15

Apr

2020

Recall – Patient identification software misinterprets specific barcodes

recall, softwareerror

0

Company: Radiometer Medical ApS
Date of Enforcement Report: 4/15/2020
Class II

PRODUCT

ABL800 FLEX, model number/UDI 393-800/0570

In Vitro testing of samples of whole blood for the parameters pH, pO2, pCO2, cK+, cNa+, cCa2+, cCl , cGlu, cLac, cCrea, ctBil, and co-oximetry parameters (ctHb, sO2, and the hemoglobin fractions FO2Hb, FCOHb, FMetHb, FHHb and FHbF).
In vitro testing of samples of expired air for the parameters pO2 and pCO2 In vitro testing of pleura samples for the pH parameter.0693938004 and 393-801/05700693938011.
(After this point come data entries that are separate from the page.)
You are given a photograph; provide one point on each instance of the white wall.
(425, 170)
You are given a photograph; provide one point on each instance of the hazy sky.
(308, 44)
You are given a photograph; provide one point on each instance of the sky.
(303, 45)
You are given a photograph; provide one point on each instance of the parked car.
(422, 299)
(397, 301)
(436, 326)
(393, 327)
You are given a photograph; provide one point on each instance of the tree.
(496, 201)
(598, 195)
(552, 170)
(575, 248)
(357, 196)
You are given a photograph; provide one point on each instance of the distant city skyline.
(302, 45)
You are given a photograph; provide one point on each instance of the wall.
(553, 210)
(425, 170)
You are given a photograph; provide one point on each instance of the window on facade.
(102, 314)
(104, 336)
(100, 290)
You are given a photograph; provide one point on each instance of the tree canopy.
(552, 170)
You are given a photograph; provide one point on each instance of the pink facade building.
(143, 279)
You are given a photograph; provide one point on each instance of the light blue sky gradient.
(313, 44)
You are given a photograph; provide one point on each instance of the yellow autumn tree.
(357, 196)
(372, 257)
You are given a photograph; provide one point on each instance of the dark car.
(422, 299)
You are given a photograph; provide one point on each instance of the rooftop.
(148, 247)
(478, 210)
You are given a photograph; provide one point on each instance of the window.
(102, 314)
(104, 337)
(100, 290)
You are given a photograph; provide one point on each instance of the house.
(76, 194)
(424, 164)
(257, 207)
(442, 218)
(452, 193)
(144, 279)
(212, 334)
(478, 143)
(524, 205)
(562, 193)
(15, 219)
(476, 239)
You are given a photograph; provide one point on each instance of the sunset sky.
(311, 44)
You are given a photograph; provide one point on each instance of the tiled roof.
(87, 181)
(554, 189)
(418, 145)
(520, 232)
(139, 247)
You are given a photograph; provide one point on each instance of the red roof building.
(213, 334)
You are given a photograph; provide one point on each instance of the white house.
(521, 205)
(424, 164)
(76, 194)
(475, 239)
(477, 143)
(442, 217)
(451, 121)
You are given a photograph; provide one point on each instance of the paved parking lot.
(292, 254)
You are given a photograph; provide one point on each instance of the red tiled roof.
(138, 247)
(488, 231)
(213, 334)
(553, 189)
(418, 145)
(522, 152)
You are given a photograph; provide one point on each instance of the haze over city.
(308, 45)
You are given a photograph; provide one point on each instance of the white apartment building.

Recall Number: Z-1684-2020

REASON

Analyzer’s barcode reader misinterprets the contents of barcode label used for entering patient ID or accession number. The issue is related to barcode types not using a check digit. This could result in patient mixup or loss of sample resulting in delayed medical treatment

RECALLING FIRM/MANUFACTURER

Radiometer Medical ApS on 3/10/2020. Voluntary: Firm Initiated recall is ongoing.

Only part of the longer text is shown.